The queen, 82, apologized for upsetting members of her family with the decision. However, she refused to change her mind.
“It is my duty and my desire as queen to ensure that the monarchy always shapes itself in keeping with the times. Sometimes, this means that difficult decisions must be made, and it will always be difficult to find the right moment,” she said in a statement.
“This adjustment … I view as a necessary future-proofing of the monarchy,” Europe’s longest reigning monarch said. She has not altered her decision.
“I have made my decision as queen, mother and grandmother. But, as a mother and grandmother, I have underestimated the extent to which my younger son and his family feel affected. That makes a big impression, and for that I am sorry,” Margrethe said in the statement.
Joachim previously told the Ekstra Bladet daily in Paris where he lives and works, that they “are all very sad.”

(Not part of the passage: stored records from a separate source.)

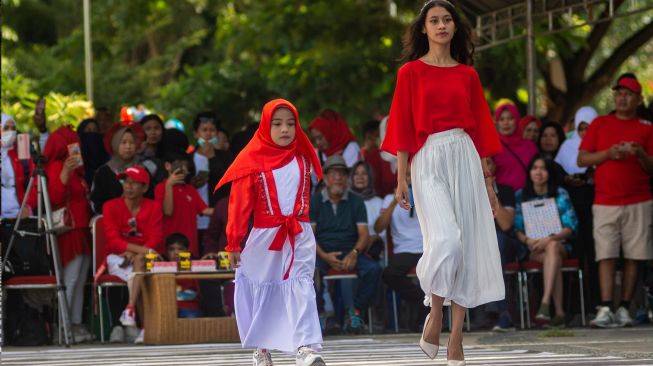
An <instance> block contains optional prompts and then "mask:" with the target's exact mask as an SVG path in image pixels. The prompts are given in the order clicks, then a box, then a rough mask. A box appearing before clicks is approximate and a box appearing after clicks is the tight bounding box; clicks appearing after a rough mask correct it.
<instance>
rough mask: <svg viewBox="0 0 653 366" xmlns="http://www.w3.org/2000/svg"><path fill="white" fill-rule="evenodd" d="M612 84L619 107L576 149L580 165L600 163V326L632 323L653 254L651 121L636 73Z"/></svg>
mask: <svg viewBox="0 0 653 366" xmlns="http://www.w3.org/2000/svg"><path fill="white" fill-rule="evenodd" d="M612 89H613V90H614V102H615V112H614V113H611V114H609V115H606V116H600V117H598V118H596V119H595V120H594V122H592V124H591V125H590V126H589V128H588V129H587V133H586V135H585V137H584V138H583V141H582V143H581V145H580V147H579V150H580V151H579V154H578V166H581V167H590V166H596V175H595V182H596V185H595V187H596V194H595V197H594V205H593V207H592V213H593V216H594V218H593V221H594V241H595V249H596V261H597V262H598V263H599V286H600V290H601V305H600V306H599V307H598V308H597V310H598V313H597V316H596V318H595V319H594V320H592V321H591V322H590V324H591V325H592V326H593V327H602V328H604V327H618V326H630V325H632V324H633V320H632V318H631V317H630V314H629V311H628V309H629V307H630V300H631V299H632V298H633V293H634V290H635V282H636V280H637V267H638V261H643V260H649V259H653V247H652V246H651V239H652V230H651V224H653V212H652V210H653V197H652V196H651V191H650V185H649V179H650V174H651V173H652V172H653V157H652V156H651V155H653V125H652V124H651V122H650V121H648V120H645V119H642V118H640V117H638V116H637V108H638V106H639V105H640V104H641V103H642V87H641V85H640V84H639V82H638V81H637V78H636V77H635V75H633V74H624V75H621V76H620V77H619V79H618V80H617V84H616V85H615V86H614V87H613V88H612ZM620 250H621V251H622V252H623V256H624V259H625V268H624V279H623V285H622V289H623V291H622V301H621V303H620V305H619V307H618V309H617V311H616V312H614V311H613V304H612V298H613V297H612V292H613V287H614V274H615V264H616V262H617V259H618V258H619V253H620Z"/></svg>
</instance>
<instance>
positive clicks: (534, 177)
mask: <svg viewBox="0 0 653 366" xmlns="http://www.w3.org/2000/svg"><path fill="white" fill-rule="evenodd" d="M530 174H531V180H532V181H533V184H534V185H536V186H541V185H545V184H547V183H548V182H549V172H548V171H547V170H546V165H545V164H544V160H543V159H538V160H537V161H535V164H533V167H532V168H531V171H530Z"/></svg>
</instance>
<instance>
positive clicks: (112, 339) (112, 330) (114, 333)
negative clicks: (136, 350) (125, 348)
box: [109, 325, 125, 343]
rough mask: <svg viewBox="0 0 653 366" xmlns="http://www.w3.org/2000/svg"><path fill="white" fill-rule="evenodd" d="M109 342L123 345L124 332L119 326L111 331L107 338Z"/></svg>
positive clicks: (120, 327)
mask: <svg viewBox="0 0 653 366" xmlns="http://www.w3.org/2000/svg"><path fill="white" fill-rule="evenodd" d="M109 342H111V343H125V331H124V330H123V329H122V327H121V326H120V325H116V326H115V327H113V329H112V330H111V335H110V336H109Z"/></svg>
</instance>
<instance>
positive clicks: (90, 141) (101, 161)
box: [77, 118, 109, 185]
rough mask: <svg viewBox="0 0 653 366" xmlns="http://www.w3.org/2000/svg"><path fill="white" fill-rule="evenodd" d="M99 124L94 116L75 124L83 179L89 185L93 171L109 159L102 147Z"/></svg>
mask: <svg viewBox="0 0 653 366" xmlns="http://www.w3.org/2000/svg"><path fill="white" fill-rule="evenodd" d="M99 131H100V125H99V124H98V122H97V120H96V119H94V118H87V119H85V120H83V121H82V122H81V123H80V124H79V125H78V126H77V135H79V140H80V147H81V150H82V159H84V179H85V180H86V183H88V184H89V185H90V184H92V183H93V176H94V175H95V172H96V171H97V170H98V168H100V167H101V166H102V164H104V163H106V162H107V160H109V154H107V152H106V150H105V149H104V144H103V143H102V134H101V133H100V132H99Z"/></svg>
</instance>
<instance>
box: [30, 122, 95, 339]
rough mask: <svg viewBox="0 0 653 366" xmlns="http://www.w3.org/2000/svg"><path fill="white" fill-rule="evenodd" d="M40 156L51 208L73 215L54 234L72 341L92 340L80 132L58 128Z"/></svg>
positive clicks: (86, 193) (86, 238) (50, 138)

“It’s never fun to see your children being mistreated like that. They… find themselves in a situation they do not understand,” he said.

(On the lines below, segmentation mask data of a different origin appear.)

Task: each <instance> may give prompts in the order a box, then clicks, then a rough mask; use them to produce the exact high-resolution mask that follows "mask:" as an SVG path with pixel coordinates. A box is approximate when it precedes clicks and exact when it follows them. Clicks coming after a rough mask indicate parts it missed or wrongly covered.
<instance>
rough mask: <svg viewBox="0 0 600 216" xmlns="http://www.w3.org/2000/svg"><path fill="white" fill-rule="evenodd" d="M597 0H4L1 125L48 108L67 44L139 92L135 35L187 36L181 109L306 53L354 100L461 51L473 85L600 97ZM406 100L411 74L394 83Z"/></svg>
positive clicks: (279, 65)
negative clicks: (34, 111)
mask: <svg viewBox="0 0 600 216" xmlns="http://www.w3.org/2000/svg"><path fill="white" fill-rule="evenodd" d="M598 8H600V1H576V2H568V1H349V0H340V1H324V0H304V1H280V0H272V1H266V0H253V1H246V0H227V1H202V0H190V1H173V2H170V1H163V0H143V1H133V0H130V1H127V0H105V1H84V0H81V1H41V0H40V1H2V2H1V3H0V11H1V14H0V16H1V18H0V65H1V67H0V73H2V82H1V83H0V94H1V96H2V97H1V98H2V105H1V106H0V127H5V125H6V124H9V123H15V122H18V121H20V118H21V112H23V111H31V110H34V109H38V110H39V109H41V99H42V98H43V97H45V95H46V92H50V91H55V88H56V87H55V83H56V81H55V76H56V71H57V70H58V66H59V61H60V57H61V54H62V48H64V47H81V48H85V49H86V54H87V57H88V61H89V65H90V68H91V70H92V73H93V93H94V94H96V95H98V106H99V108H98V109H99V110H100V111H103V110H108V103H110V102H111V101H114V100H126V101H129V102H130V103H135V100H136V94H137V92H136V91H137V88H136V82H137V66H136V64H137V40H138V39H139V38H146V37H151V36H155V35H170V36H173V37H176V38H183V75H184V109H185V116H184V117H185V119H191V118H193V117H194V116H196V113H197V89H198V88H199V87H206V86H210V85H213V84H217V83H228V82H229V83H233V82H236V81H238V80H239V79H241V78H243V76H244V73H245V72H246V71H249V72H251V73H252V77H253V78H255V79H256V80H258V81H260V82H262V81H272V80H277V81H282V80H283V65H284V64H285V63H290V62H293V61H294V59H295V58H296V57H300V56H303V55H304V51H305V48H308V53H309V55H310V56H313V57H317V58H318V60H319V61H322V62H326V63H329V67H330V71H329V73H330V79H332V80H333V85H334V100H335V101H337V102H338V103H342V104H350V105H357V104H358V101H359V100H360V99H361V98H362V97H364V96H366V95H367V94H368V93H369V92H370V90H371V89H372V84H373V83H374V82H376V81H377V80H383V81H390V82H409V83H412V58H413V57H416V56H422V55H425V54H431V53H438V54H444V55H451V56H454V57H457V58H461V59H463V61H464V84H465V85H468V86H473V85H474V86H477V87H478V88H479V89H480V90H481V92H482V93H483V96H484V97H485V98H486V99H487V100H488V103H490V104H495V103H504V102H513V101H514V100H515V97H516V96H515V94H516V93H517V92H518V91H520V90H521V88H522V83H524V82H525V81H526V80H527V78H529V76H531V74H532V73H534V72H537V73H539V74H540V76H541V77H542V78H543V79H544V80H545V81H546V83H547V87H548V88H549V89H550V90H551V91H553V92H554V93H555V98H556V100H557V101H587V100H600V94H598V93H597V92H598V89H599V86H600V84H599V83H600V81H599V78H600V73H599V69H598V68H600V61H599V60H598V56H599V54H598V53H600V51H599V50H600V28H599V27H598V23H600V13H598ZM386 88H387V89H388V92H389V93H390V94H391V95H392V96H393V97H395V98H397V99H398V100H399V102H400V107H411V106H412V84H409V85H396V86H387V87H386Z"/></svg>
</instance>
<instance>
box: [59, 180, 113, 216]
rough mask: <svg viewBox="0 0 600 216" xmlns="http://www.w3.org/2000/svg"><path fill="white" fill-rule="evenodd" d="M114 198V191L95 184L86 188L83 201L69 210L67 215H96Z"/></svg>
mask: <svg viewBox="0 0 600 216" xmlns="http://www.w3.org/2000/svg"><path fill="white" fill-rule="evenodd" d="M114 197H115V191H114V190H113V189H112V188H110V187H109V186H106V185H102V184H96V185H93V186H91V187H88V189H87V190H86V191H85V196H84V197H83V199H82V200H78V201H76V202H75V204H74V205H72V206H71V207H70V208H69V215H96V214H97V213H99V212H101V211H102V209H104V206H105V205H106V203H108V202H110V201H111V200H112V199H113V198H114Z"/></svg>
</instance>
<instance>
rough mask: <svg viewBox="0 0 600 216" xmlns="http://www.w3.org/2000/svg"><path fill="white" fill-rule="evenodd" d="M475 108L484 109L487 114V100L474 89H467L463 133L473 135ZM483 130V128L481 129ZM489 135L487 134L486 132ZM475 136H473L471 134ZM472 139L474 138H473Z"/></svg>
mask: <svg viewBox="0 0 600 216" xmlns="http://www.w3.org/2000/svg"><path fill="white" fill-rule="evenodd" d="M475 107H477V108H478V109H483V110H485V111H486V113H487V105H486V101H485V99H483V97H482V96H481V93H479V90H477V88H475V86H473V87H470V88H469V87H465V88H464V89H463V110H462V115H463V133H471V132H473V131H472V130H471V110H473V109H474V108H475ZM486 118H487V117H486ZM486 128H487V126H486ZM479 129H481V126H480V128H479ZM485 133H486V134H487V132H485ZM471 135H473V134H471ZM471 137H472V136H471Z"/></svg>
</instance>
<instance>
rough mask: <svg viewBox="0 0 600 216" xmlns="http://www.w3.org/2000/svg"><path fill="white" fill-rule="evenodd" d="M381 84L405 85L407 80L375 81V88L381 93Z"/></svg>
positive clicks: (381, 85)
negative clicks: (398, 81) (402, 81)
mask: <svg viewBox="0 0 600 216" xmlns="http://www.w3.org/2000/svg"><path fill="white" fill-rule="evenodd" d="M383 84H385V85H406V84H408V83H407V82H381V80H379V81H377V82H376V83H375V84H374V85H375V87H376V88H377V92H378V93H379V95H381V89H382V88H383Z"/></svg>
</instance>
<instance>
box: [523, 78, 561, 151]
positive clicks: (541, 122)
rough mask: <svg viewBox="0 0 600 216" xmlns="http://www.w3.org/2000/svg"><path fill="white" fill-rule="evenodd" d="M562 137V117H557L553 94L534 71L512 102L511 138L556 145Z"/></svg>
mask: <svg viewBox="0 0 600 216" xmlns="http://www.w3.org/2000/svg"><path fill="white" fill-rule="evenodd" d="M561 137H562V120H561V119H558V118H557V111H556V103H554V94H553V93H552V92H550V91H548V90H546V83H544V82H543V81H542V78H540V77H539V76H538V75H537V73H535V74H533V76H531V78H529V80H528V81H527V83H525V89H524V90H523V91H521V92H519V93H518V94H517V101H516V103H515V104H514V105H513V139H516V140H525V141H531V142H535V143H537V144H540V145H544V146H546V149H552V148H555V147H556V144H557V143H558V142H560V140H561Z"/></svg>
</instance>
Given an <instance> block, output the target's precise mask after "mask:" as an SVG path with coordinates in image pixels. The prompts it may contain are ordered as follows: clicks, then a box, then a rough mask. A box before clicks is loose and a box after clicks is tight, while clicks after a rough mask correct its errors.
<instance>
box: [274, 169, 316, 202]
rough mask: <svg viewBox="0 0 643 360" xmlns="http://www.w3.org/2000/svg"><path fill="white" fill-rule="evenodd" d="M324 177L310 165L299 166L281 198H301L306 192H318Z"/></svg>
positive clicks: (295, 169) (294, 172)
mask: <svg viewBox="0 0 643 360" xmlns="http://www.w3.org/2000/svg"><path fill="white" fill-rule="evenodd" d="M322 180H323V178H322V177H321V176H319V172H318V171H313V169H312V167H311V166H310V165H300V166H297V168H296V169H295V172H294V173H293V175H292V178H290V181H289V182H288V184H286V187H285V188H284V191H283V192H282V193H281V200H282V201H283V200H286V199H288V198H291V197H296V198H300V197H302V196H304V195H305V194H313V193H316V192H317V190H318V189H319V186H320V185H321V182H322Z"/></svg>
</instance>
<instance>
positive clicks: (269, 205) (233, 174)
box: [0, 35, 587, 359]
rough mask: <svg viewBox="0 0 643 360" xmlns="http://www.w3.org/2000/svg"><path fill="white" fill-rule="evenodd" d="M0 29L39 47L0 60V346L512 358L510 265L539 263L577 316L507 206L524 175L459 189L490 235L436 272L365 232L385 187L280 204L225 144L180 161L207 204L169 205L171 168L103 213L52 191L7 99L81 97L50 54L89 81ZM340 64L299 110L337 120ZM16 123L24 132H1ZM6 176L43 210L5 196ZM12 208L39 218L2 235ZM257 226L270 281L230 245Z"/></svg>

When asked how the decision had affected his relationship with his mother, Joachim replied, “I don’t think I need to elaborate here.”

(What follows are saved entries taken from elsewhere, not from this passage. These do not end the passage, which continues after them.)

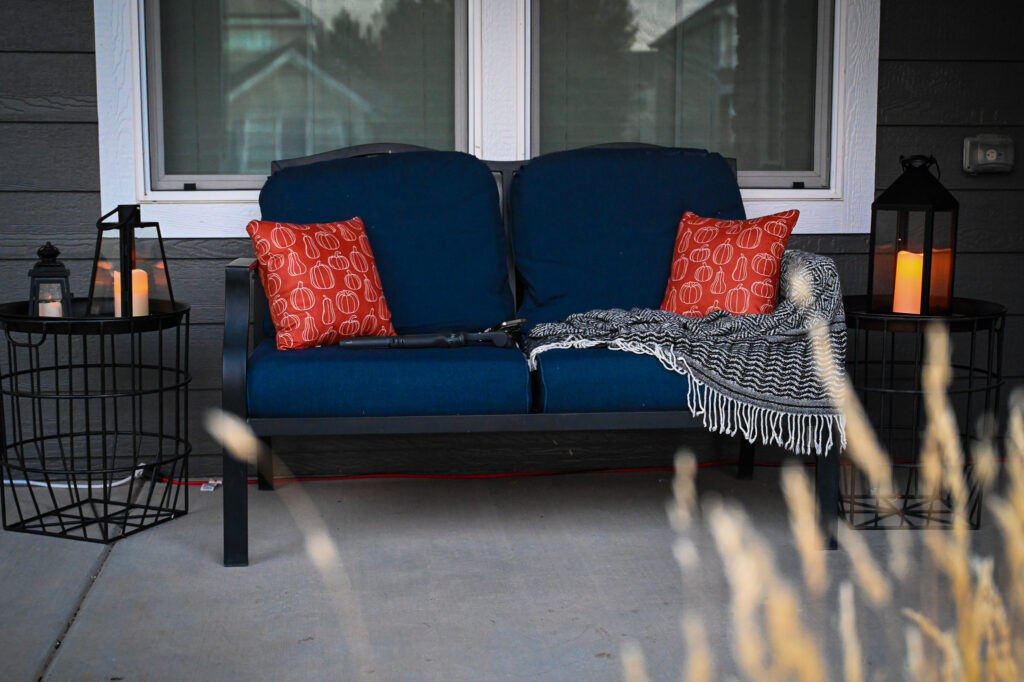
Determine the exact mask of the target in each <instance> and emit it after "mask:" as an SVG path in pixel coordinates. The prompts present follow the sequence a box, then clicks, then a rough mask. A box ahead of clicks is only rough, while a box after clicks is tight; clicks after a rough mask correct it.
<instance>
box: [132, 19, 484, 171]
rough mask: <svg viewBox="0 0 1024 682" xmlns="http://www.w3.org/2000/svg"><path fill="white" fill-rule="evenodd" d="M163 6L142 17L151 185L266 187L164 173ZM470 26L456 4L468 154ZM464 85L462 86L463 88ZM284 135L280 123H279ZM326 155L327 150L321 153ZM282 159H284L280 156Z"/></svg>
mask: <svg viewBox="0 0 1024 682" xmlns="http://www.w3.org/2000/svg"><path fill="white" fill-rule="evenodd" d="M160 3H161V0H141V5H140V6H141V8H142V15H141V17H140V18H139V22H140V25H141V26H142V27H143V28H142V29H141V30H140V31H139V36H140V41H141V44H140V46H139V49H140V50H141V51H142V65H141V69H140V73H141V74H143V75H144V77H143V78H142V82H141V84H140V86H141V87H142V91H143V93H144V97H145V101H144V104H145V108H146V111H145V113H144V115H145V117H146V122H147V124H148V127H150V130H148V132H150V134H148V144H147V145H146V148H145V150H144V152H145V154H146V157H147V159H148V164H147V171H148V173H150V177H148V183H147V184H148V186H151V187H152V188H153V189H154V190H155V191H165V190H183V189H184V185H185V184H186V183H190V184H194V185H195V186H196V187H197V190H202V191H207V190H210V189H246V188H249V189H251V188H253V187H259V186H260V185H262V184H263V182H262V180H263V178H264V177H265V174H264V175H259V174H246V173H239V174H234V175H230V174H226V173H222V174H204V173H188V174H170V173H167V172H166V171H165V170H164V141H163V134H164V103H163V82H162V80H163V75H162V71H161V49H160ZM466 26H467V8H466V3H465V2H456V3H455V37H456V39H455V45H456V53H455V74H454V78H455V83H456V87H455V148H456V151H458V152H466V151H467V148H468V129H469V126H468V122H467V88H466V87H465V84H466V67H467V61H468V56H467V54H466V51H465V49H460V46H463V47H465V46H466V45H467V41H466ZM460 84H462V87H460ZM279 134H280V121H279ZM318 151H321V152H324V151H325V150H318ZM309 154H313V152H311V151H310V152H309ZM278 158H279V159H280V158H281V157H278Z"/></svg>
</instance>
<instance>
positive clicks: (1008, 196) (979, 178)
mask: <svg viewBox="0 0 1024 682" xmlns="http://www.w3.org/2000/svg"><path fill="white" fill-rule="evenodd" d="M1022 26H1024V3H1019V2H987V3H971V2H963V1H962V0H884V2H883V3H882V29H881V47H880V55H879V56H880V63H879V128H878V154H877V169H876V187H877V188H878V189H880V190H881V189H884V188H885V187H886V186H888V184H889V183H891V182H892V181H893V180H894V179H895V178H896V177H897V176H898V175H899V173H900V167H899V157H900V155H903V156H909V155H914V154H925V155H932V156H934V157H935V158H936V160H937V161H938V164H939V167H940V168H941V171H942V178H941V179H942V183H943V184H944V185H945V186H946V187H948V188H949V189H950V190H951V191H952V193H953V195H954V196H955V197H956V199H957V200H958V201H959V205H961V210H959V228H958V232H957V240H958V243H957V251H958V252H959V255H958V257H957V260H956V281H955V284H954V286H955V290H956V293H957V294H958V295H961V296H967V297H973V298H983V299H988V300H992V301H996V302H998V303H1001V304H1002V305H1005V306H1006V307H1007V311H1008V318H1007V327H1006V345H1005V355H1004V376H1005V377H1006V379H1007V384H1008V390H1007V391H1005V393H1004V403H1005V401H1006V398H1007V397H1008V396H1009V394H1010V392H1011V390H1013V388H1015V387H1024V352H1021V350H1020V347H1021V345H1020V344H1021V340H1022V339H1024V266H1022V265H1021V259H1022V257H1024V163H1022V159H1021V157H1022V155H1021V151H1022V145H1024V98H1022V97H1021V96H1020V86H1021V83H1024V41H1022V40H1021V39H1020V36H1019V35H1018V34H1019V33H1020V28H1021V27H1022ZM978 133H999V134H1004V135H1010V136H1011V137H1013V138H1014V141H1015V143H1016V147H1017V157H1018V160H1017V164H1016V167H1015V168H1014V170H1013V172H1011V173H1000V174H993V175H978V176H971V175H968V174H967V173H965V172H964V171H963V170H962V167H961V163H962V156H963V144H964V137H965V136H968V135H975V134H978Z"/></svg>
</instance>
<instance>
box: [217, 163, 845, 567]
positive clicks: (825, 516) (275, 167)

Joachim’s first wife said they were confused, saddened and in shock.
“The children feel ostracized. They cannot understand why their identity is being taken away from them,” Alexandra said.
Joachim also alleged he received a five-day warning of the change. He said he was originally presented with a plan last May that would have removed the children’s titles when they reached age 25.
Margrethe’s decision was in line with moves that other royal houses have made in various ways in recent years. In 2019, Sweden’s King Carl XVI Gustaf announced that the children of his younger children, Princess Madeleine and Prince Carl Philip, would lose their royal titles. His oldest daughter, Crown Princess Victoria, is heir to the throne, followed by her children. They will retain their titles.
As one royal family prepares to call America home, another gearing up to say goodbye. Earlier this month, the Swedish palace announced that Princess Madeleine of Sweden is heading back to her home country with her husband and three children. They have been living in Florida since 2018.
“HRH Princess Madeleine and Mr. Christopher O’Neill, together with their children, will move to Stockholm in August 2023,” read the statement, adding that they’ll relocate to Sweden “indefinitely.” The couple’s two eldest children, 9-year-old Princess Leonore and 7-year-old Prince Nicolas, will begin elementary school in Stockholm in the fall, while 4-year-old Princess Adrienne will start preschool.
But Joachim won’t be alone in the U.S. Prince Harry and Meghan Markle, Britain’s Duke and Duchess of Sussex, have been living in Montecito, California since 2020 with their two children, 3-year-old son Prince Archie and 1-year-old daughter Princess Lilibet. Harry’s cousins, Princess Beatrice and Princess Eugenie, previously lived in New York City. It is also believed that his late mother, Princess Diana, was considering a move to California before her sudden death in 1997 at age 36.
The former Princess Mako of Japan, who gave up her royal status to marry her college boyfriend, moved to New York City with her beau in 2021. She reportedly works at the Metropolitan Museum of Art.
The Associated Press contributed to this report.